Sexual cannibalism only occurs in a small proportion of E. culicivora spiders, but their sexual cannibalism behavior is different from most other spiders. In E. culicivora, males are more likely to be the predators and females respond to them as prey.[13] Sexual cannibalism in E. culicivora mainly happens when two individuals have different body lengths and normally the bigger one is the predator. There are a few common scenarios of sexual cannibalism in E. culicivora: 1) The predator stalks the prey and attacks the prey before the prey is aware. There is no further interaction before the encounter. 2) The male predator displays at the quiescent female at a distance and when he gets close, he suddenly shifts to a predatorial stance, thereby attacking the female. 3) The male predator mounts and initiates postmount courtship with the female. He then kills the quiescent female. 4) The male predator suddenly kills the female during copulation. After biting or killing, the male predator may eat the female, walk away without eating her, continue copulating and then eat her, or continue copulating without eating her.[2]

Male-female interaction and copulation

It is common in salticids that males initiate male-female interactions by displaying first. In E. culicivora specifically, the initiation of male-female interactions vary by gender, as it is not always the male pursuing the female.[2] This is unique within the Salticidae. Both male and female spiders actively participate when looking for a partner. Both sexes make vision-based determinations when considering if they want to choose a mate.[4] Most commonly, in E. culicivora, males initiate if the female is inside the nest; but if the female is outside the nest, either sex could initiate display. For initial displaying behavior, males begin with erect posturing and females begin with hunched posturing. It is rare for males to start with dancing directly during initial male-female interaction.

Dancing and spurting behavior only happens in males. Zigzag dancing, for example, is very complex and variable.

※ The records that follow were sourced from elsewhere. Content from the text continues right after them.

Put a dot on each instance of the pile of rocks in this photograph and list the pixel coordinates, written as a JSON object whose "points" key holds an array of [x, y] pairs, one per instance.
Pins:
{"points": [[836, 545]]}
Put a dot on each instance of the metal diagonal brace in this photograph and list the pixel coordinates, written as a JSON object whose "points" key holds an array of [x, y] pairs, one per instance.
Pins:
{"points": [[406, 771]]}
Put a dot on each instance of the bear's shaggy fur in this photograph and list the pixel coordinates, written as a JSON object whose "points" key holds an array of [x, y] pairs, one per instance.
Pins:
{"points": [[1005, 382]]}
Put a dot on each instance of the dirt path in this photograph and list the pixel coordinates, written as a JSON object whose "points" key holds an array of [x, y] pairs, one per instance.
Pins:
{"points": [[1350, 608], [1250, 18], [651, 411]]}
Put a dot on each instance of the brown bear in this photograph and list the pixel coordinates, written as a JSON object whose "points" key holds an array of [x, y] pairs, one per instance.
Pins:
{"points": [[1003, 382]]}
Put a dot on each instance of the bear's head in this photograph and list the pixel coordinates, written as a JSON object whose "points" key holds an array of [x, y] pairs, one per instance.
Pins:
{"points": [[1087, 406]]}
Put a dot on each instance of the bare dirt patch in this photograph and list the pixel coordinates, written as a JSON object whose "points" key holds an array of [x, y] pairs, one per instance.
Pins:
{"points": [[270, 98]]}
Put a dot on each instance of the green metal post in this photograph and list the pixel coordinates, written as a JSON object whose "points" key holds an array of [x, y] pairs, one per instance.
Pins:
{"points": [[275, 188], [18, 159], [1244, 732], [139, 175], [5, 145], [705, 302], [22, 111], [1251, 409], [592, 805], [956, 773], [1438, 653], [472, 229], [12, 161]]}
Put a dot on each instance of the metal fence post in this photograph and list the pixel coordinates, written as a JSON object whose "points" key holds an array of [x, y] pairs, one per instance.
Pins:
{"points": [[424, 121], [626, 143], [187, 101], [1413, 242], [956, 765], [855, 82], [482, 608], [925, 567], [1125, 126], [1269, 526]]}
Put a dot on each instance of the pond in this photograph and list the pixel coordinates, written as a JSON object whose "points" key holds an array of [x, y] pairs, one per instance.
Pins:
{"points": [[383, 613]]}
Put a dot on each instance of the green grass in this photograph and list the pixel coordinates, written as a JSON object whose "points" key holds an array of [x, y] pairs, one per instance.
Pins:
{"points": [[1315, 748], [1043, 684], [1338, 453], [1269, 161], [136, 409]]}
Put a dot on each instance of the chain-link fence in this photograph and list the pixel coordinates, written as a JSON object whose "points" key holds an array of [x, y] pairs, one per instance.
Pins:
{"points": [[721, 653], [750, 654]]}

The male lowers or raises his body and steps to the side, pauses, then raises or lowers his body and steps to the side again. This successive zigzag dancing brings a male closer to the female. Males usually direct posturing and dancing to the female's nest, instead of the female. A male usually begins probing at the door immediately after he arrives at the female's nest. Females would hold the door down when the male probes. As the male enters the nest, he taps and probes with his palps. Once his body is partly in the nest, he advances towards the female. The copulatory posture is typical of most salticids. The male's dorsal surface is facing the female and they face opposite directions.[2]

Courtship

E. culicivora follows two courtship patterns. The choice of courtship depends on both location and female maturity. The first general courtship pattern is the spider's use of visual cues and displays to attract one another when they are outside the nest. The second courtship pattern occurs when they are present at a nest and the males make use of silk-borne signals. During the second type of courtship, cohabiting of the males with subadult females involves the males hanging around and within females' nest, only after the same initial male-female interactions. These can last anywhere from 1–10 days and end successfully when the female has molted and they copulate. Throughout their reproductive life, Eulicivora culicivora has been demonstrated to retain a variety of highly variable display behaviors that are used differently depending on courtship.[2]

Plant relationship

When E. culicivora is within its normal habitat, this spider has been shown to associate frequently with the native plants Lantana camara and Ricinus communis. They are attracted to these plants by their odor. This unusual association is not just because the spiders eat their nectar (see the diet section), but also because they play a role in the location for courtship for these spiders. Both sexes of E. culicivora make exaggerated movements when they are on these plants during display, thus presenting with more movements and more variations. The duration of the interaction is also longer. E. culicivora has high specificity in its preference to these plant species, and the odor of these two plants might prime the males and females to meet potential mates. The relationship between E. culicivora and these plants are still largely unknown.[4]

Physiology

Vision

The jumping spiders (family Salticidae) are vision-proficient and have outstanding spatial acuity due to their complex eyes. Salticids use color as cues to make decisions such as classifying prey, identifying landmarks, etc. Color vision of green and ultraviolet are universal among salticids but different species have different mechanisms of achieving certain color vision, and have a different extent to which color vision is inclusive of red. Adult males of the species E. culicivora have bright-red faces. It has been found that the red faces, as visual stimuli, influence adult males' decisions in their behaviors during encounters with other males. The red face is not essential for E. culicivora to be able to identify the individual is a rival conspecific male, but rather, is important for them to decide what to do. When they see a red face, they initiate displaying from further away, and escalate to higher levels of aggression. However, it is unclear if they are sensitive to specifically the brightness, chroma or hue or other factors.[14]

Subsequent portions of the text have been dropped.